Nine teams of expert developers from Creative Assembly spent an hour sitting down with the 14 year old students to understand their concepts as part of the discovery process. The teams then had 48 hours to create the games, ready for the students and their parents to play – if you’re interested, they also released a video documenting the process, which you can watch below:
Tim Heaton, Creative Assembly’s Studio Director and EVP of Sega Studios, said: “Working with BAFTA, we’ve been able to challenge students’ perceptions of games and give them a valuable first-hand insight into the development process. We know that diversity breeds innovation and we want to inspire more young people from all backgrounds to consider careers in the games industry and to recognise that it is an incredibly creative and professionally rewarding place to be.”
Melissa Phillips, Games Event Producer at BAFTA, said: “It has been fantastic to work alongside Creative Assembly to bring the BAFTA Young Game Designers initiative to Millais School. It is so important to provide visible role models for young people and encourage them to express their creative ideas. We’ve enjoyed helping to connect the students with industry professionals to turn their game concepts into reality.”
Sammi McEwan, Concept Artist at Creative Assembly, said: “Meeting the students from the local girl’s school was a great experience. When I was their age, being in the games industry was my dream so I wanted to share some of my experiences with them and give them some advice. It was fun to meet them and I hope that they liked the game we made.”
Zongyi Chen, Lead Character Artist at Creative Assembly, said: “It was an absolute joy to meet the students at the end and see how pleased they were with what we made for them. This game jam has been such an incredibly positive experience for us and I really hope it has made a difference to how these young people see the industry.”
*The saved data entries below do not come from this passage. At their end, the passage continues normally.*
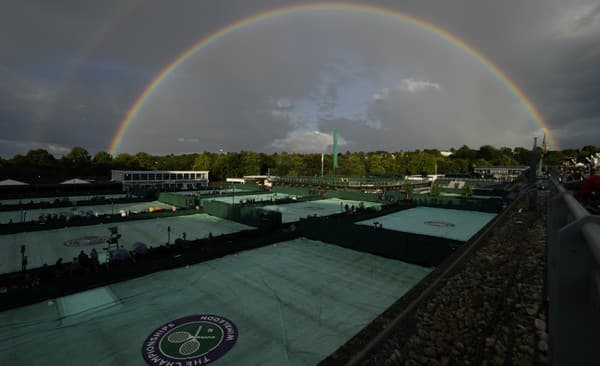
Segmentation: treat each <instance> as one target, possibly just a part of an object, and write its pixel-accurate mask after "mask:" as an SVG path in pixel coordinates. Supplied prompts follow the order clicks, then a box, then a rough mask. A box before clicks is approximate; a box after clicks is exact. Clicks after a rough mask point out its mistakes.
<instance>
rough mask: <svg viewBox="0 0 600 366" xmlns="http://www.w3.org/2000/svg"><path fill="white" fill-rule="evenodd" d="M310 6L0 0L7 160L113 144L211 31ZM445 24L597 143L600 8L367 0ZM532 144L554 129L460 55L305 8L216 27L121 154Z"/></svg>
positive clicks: (2, 65) (4, 121) (390, 28)
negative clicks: (17, 155) (535, 120)
mask: <svg viewBox="0 0 600 366" xmlns="http://www.w3.org/2000/svg"><path fill="white" fill-rule="evenodd" d="M290 3H294V4H298V3H300V1H288V2H285V1H269V0H259V1H254V0H219V1H194V0H189V1H179V0H171V1H158V0H157V1H140V0H114V1H113V0H103V1H88V0H85V1H82V0H72V1H71V0H69V1H67V0H60V1H59V0H53V1H46V0H39V1H33V0H14V1H12V0H4V1H3V3H2V12H0V131H2V133H1V134H0V155H2V156H4V157H10V156H13V155H14V154H17V153H25V152H27V151H28V150H29V149H32V148H44V149H47V150H49V151H51V152H52V153H54V154H57V155H60V154H63V153H64V152H66V151H68V150H69V149H70V148H72V147H73V146H77V145H79V146H83V147H85V148H86V149H88V150H89V151H90V152H92V153H95V152H97V151H100V150H108V149H109V146H110V144H111V141H112V139H113V137H114V135H115V134H116V132H117V129H118V126H119V125H120V123H121V121H122V120H123V118H124V116H125V114H126V113H127V111H128V110H129V109H130V108H131V106H132V104H133V103H134V102H135V100H136V98H137V97H138V96H139V95H140V94H141V93H142V91H143V90H144V89H145V86H146V85H147V84H148V83H150V82H151V81H152V79H153V78H154V77H155V76H156V75H157V74H158V73H159V72H160V71H161V70H162V69H163V68H164V67H165V66H166V65H168V64H169V63H170V62H171V61H172V60H174V59H175V58H177V56H178V55H179V54H181V53H182V52H184V51H185V50H187V49H188V48H189V47H191V46H192V45H193V44H194V43H196V42H197V41H198V40H200V39H201V38H203V37H204V36H206V35H209V34H211V33H213V32H215V31H216V30H218V29H220V28H222V27H224V26H226V25H228V24H231V23H233V22H236V21H238V20H240V19H243V18H245V17H248V16H251V15H255V14H258V13H261V12H263V11H265V10H269V9H276V8H279V7H283V6H286V4H290ZM368 3H369V4H372V5H378V6H381V7H384V8H389V9H392V10H398V11H401V12H404V13H407V14H411V15H414V16H417V17H419V18H422V19H424V20H425V21H427V22H430V23H433V24H435V25H436V26H439V27H441V28H443V29H446V30H447V31H449V32H450V33H452V34H454V35H455V36H457V37H458V38H460V39H462V40H463V41H465V42H466V43H468V44H470V45H472V46H473V47H474V48H475V49H477V50H478V51H480V52H481V53H482V54H484V55H486V56H487V57H488V58H489V59H491V60H492V61H493V62H494V63H495V64H496V65H498V66H499V68H500V69H502V70H503V71H505V72H506V74H507V75H508V76H509V77H510V78H512V79H513V80H514V81H515V82H516V83H517V84H518V85H519V87H520V88H521V89H522V90H523V91H524V92H525V93H526V94H527V95H528V96H529V97H530V98H531V100H532V101H533V102H534V104H535V105H536V107H537V108H538V109H539V111H540V112H541V114H542V115H543V116H544V118H545V120H546V122H547V125H548V127H549V129H550V130H551V133H552V134H553V135H554V136H555V137H556V140H557V142H558V145H559V147H560V148H581V147H583V146H584V145H600V66H599V65H600V1H598V0H591V1H590V0H568V1H558V0H528V1H522V0H505V1H487V0H444V1H429V0H414V1H412V0H403V1H399V0H398V1H380V2H377V1H370V2H368ZM334 128H335V129H337V130H338V131H339V136H340V144H342V146H341V147H340V150H341V151H345V150H351V151H359V150H362V151H367V150H394V151H397V150H409V149H417V148H420V149H423V148H439V149H445V148H450V147H460V146H461V145H463V144H467V145H469V146H471V147H473V148H478V147H479V146H482V145H485V144H491V145H494V146H497V147H500V146H510V147H514V146H525V147H530V146H531V144H532V138H533V137H534V136H541V133H542V132H541V131H540V130H539V128H538V126H536V125H535V124H534V123H533V121H532V119H531V117H530V116H529V115H528V114H527V113H526V111H525V109H524V108H523V106H522V104H520V102H519V100H517V99H516V98H515V97H514V95H512V94H510V93H509V91H508V90H507V88H506V86H505V85H503V84H502V83H501V82H499V81H498V79H496V78H495V77H494V76H493V75H492V74H491V73H490V71H489V70H486V69H485V68H484V67H483V66H482V65H481V64H480V63H479V62H478V61H477V60H476V59H474V58H473V57H472V56H471V55H469V54H467V53H466V52H465V51H464V50H462V49H461V48H459V47H457V46H456V45H453V44H451V43H449V42H448V41H445V40H443V39H441V38H440V37H437V36H435V35H434V34H432V33H431V32H428V31H426V30H424V29H422V28H419V27H416V26H414V25H410V24H407V23H406V22H402V21H399V20H396V19H390V18H386V17H382V16H380V15H375V14H371V13H367V12H357V11H350V10H323V9H320V10H305V11H300V12H294V13H291V14H286V15H281V16H276V17H272V18H269V19H267V20H264V21H261V22H259V23H255V24H252V25H250V26H248V27H244V28H241V29H239V30H237V31H234V32H231V33H229V34H227V35H226V36H224V37H221V38H219V39H218V40H217V41H216V42H213V43H212V44H211V45H209V46H208V47H206V48H204V49H202V50H201V51H200V52H197V53H196V54H194V55H193V56H192V57H190V58H189V59H188V60H187V61H186V62H184V63H183V64H181V65H180V66H179V67H178V68H176V69H175V71H174V72H173V73H172V74H170V75H169V76H168V77H167V78H166V79H165V80H164V81H163V82H162V83H161V84H160V86H159V87H158V88H157V89H156V90H155V92H154V93H153V94H152V95H151V96H150V97H149V98H148V99H147V100H146V102H145V103H144V105H143V106H142V108H141V109H140V110H139V113H138V115H137V116H136V118H135V120H134V121H133V123H132V124H131V127H130V128H129V130H128V131H127V133H126V134H125V136H124V138H123V140H122V143H121V145H120V147H119V149H118V151H117V153H119V152H130V153H135V152H138V151H146V152H148V153H154V154H168V153H184V152H200V151H218V150H219V149H223V150H225V151H239V150H256V151H265V152H274V151H297V152H322V151H325V150H326V149H328V146H329V145H330V144H331V133H332V131H333V129H334Z"/></svg>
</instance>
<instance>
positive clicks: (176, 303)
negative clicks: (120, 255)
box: [0, 239, 430, 365]
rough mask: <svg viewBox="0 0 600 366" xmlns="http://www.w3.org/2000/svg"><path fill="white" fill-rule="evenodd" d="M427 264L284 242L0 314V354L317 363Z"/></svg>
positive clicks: (200, 363)
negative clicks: (384, 257)
mask: <svg viewBox="0 0 600 366" xmlns="http://www.w3.org/2000/svg"><path fill="white" fill-rule="evenodd" d="M429 271H430V270H429V269H427V268H422V267H418V266H414V265H409V264H406V263H403V262H399V261H394V260H390V259H386V258H381V257H377V256H373V255H370V254H365V253H360V252H356V251H352V250H347V249H343V248H340V247H337V246H334V245H328V244H324V243H321V242H318V241H311V240H308V239H297V240H293V241H288V242H282V243H278V244H275V245H270V246H268V247H263V248H259V249H255V250H252V251H247V252H241V253H239V254H236V255H230V256H227V257H223V258H220V259H217V260H213V261H210V262H205V263H201V264H197V265H194V266H190V267H187V268H180V269H175V270H170V271H164V272H159V273H155V274H152V275H149V276H145V277H142V278H138V279H134V280H130V281H127V282H122V283H118V284H115V285H111V286H109V287H104V288H99V289H95V290H92V291H88V292H83V293H79V294H76V295H71V296H68V297H65V298H62V299H57V300H56V301H52V302H48V303H39V304H35V305H31V306H27V307H23V308H19V309H15V310H10V311H6V312H2V313H0V323H1V324H2V330H3V332H2V335H1V336H0V337H1V342H0V364H2V365H24V364H26V365H64V364H73V365H87V364H95V365H144V364H147V363H148V364H156V365H159V364H161V363H160V361H161V360H162V361H166V362H165V363H162V364H163V365H165V364H169V363H168V362H172V363H171V364H172V365H188V364H189V365H193V364H195V365H204V364H208V363H213V364H215V365H288V364H290V365H313V364H315V363H317V362H318V361H319V360H321V359H323V358H325V357H326V356H327V355H329V354H330V353H331V352H333V351H335V350H336V349H337V348H338V347H339V346H340V345H342V344H343V343H345V342H346V341H347V340H348V339H350V338H351V337H352V336H353V335H354V334H356V333H357V332H358V331H359V330H360V329H362V328H363V327H364V326H365V325H367V324H368V323H369V322H370V321H371V320H372V319H374V318H375V317H376V316H377V315H378V314H380V313H381V312H382V311H383V310H385V309H386V307H388V306H389V305H391V304H392V303H393V302H394V301H395V300H396V299H398V298H399V297H400V296H402V295H403V294H404V293H405V292H406V291H408V290H409V289H410V288H412V287H413V286H414V285H415V284H416V283H417V282H418V281H419V280H421V278H423V277H424V276H425V275H426V274H427V273H429ZM191 360H194V361H191ZM188 361H189V363H188ZM193 362H195V363H193Z"/></svg>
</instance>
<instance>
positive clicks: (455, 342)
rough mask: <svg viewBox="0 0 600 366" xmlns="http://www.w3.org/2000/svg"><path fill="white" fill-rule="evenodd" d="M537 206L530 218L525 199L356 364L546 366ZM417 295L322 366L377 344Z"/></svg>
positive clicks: (543, 257)
mask: <svg viewBox="0 0 600 366" xmlns="http://www.w3.org/2000/svg"><path fill="white" fill-rule="evenodd" d="M537 207H538V208H537V210H536V211H529V210H528V202H527V200H523V201H522V202H520V203H518V204H517V205H516V206H515V207H514V208H512V209H511V211H510V212H507V216H506V218H505V221H504V222H503V223H501V224H500V225H498V227H496V228H494V229H493V230H492V231H491V232H490V233H489V234H488V235H487V237H486V238H484V239H483V240H482V241H480V242H479V243H478V246H477V247H476V248H473V249H474V250H473V251H472V252H471V253H469V254H468V255H467V257H466V258H464V260H462V261H461V263H459V264H458V265H457V266H456V267H455V268H454V269H452V271H451V272H450V273H449V274H448V276H446V278H444V279H442V280H441V282H440V283H439V284H438V285H437V288H435V289H434V291H433V292H431V295H429V296H428V297H426V298H425V299H424V300H422V301H420V302H419V303H418V305H417V306H416V308H415V310H413V311H412V312H411V313H409V315H407V316H406V317H405V318H403V319H402V321H401V322H400V324H399V325H398V326H396V327H395V328H394V330H393V331H392V332H391V335H390V336H389V337H387V338H386V339H385V340H384V341H383V342H382V343H380V344H378V345H377V347H375V350H374V351H373V352H371V353H370V354H369V355H368V356H367V357H366V358H365V359H364V360H363V361H362V362H361V363H360V364H361V365H365V366H366V365H385V366H389V365H411V366H412V365H532V364H534V365H535V364H547V362H548V358H547V354H548V334H547V329H546V316H547V313H546V312H547V305H546V302H545V293H544V276H545V272H544V271H545V261H546V255H545V252H546V218H545V212H546V211H545V202H543V200H542V199H539V200H538V204H537ZM446 265H447V264H446ZM443 266H444V263H443V264H442V265H441V267H440V268H438V270H441V269H442V267H443ZM436 272H438V271H436ZM435 275H436V273H435V272H433V273H432V274H431V276H430V278H426V279H425V280H424V281H423V284H421V285H420V286H425V285H426V284H427V282H431V281H432V277H433V278H435ZM417 287H419V286H417ZM422 289H423V288H421V289H418V288H417V289H415V290H416V292H421V291H422ZM418 295H419V294H418V293H416V294H411V293H409V294H407V296H405V297H404V298H403V299H399V300H398V301H397V302H396V304H394V305H392V307H390V308H389V309H388V310H386V312H384V313H383V314H382V315H381V316H380V318H381V319H379V323H378V321H377V320H376V321H375V322H373V323H372V324H371V325H370V326H369V327H367V328H365V329H363V331H361V332H360V333H359V334H357V335H356V336H355V337H354V338H353V339H352V340H351V341H349V342H348V343H347V344H346V345H344V346H343V347H341V348H340V349H339V350H338V351H337V352H336V353H334V354H333V355H332V356H330V357H329V358H328V359H326V360H324V361H323V362H322V364H323V365H337V364H345V363H346V362H347V361H348V360H349V359H350V358H351V357H352V355H353V354H355V353H356V352H358V351H359V350H360V349H362V348H363V347H364V345H365V343H366V341H364V339H372V338H373V337H375V336H376V335H377V334H378V333H379V332H381V331H382V330H383V328H385V327H387V326H388V325H389V323H390V322H391V321H392V320H393V319H394V318H395V317H396V316H397V315H398V314H400V312H401V311H402V310H404V309H405V308H406V305H407V303H408V302H410V301H412V300H411V299H410V298H411V297H412V298H413V299H414V298H416V296H418ZM407 298H409V299H407ZM361 339H362V341H361Z"/></svg>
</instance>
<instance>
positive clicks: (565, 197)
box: [546, 178, 600, 365]
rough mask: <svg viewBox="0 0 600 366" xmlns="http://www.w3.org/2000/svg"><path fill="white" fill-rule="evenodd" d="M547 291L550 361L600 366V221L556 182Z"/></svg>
mask: <svg viewBox="0 0 600 366" xmlns="http://www.w3.org/2000/svg"><path fill="white" fill-rule="evenodd" d="M551 182H552V188H553V195H552V197H551V198H550V200H549V202H548V258H547V267H546V268H547V277H546V281H547V282H546V290H547V294H548V300H549V311H548V320H549V323H548V326H549V327H548V328H549V338H550V362H551V364H553V365H600V352H598V350H597V348H598V345H600V217H599V216H595V215H590V214H589V213H588V212H587V210H586V209H585V208H584V207H583V206H581V204H580V203H579V202H577V200H575V198H574V197H573V195H572V194H571V193H569V192H567V191H566V190H565V189H564V188H563V187H562V186H561V185H560V184H559V183H558V182H557V181H556V180H555V179H554V178H551Z"/></svg>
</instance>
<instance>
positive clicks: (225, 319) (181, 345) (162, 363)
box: [142, 315, 238, 365]
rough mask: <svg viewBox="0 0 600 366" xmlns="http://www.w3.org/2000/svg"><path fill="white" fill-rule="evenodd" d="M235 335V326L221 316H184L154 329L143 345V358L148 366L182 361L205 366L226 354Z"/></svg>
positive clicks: (236, 334)
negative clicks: (195, 362) (185, 361)
mask: <svg viewBox="0 0 600 366" xmlns="http://www.w3.org/2000/svg"><path fill="white" fill-rule="evenodd" d="M237 334H238V331H237V327H236V326H235V324H233V322H231V321H230V320H229V319H226V318H223V317H222V316H219V315H192V316H187V317H184V318H180V319H177V320H173V321H170V322H168V323H166V324H163V325H162V326H160V327H158V328H157V329H155V330H154V332H152V333H151V334H150V335H149V336H148V338H146V341H145V342H144V343H143V345H142V355H143V357H144V359H145V360H146V362H147V363H148V364H149V365H161V364H162V365H164V364H167V363H169V362H171V363H174V364H177V362H179V363H181V361H186V363H187V362H188V361H191V362H194V361H197V362H199V363H198V364H202V365H206V364H208V363H210V362H212V361H215V360H217V359H219V358H220V357H222V356H223V355H225V354H226V353H227V352H229V350H231V348H232V347H233V346H234V345H235V343H236V341H237Z"/></svg>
As the UK continues to face a digital skills gap, with Engineering UK estimating the shortfall of UK engineering graduates to be 20,000, this is a particularly important area to encourage young people to focus on. As well as this, only 8% of the UK’s current engineering workforce are women – the lowest number across the whole of Europe. Creative Assembly’s Legacy Project aims to educate and inspire young people into the industry through a number of initiatives with local schools, leading UK partners like BAFTA and Digital Schoolhouse, and on University-level curriculums, like the East London Academy of Music and Arts.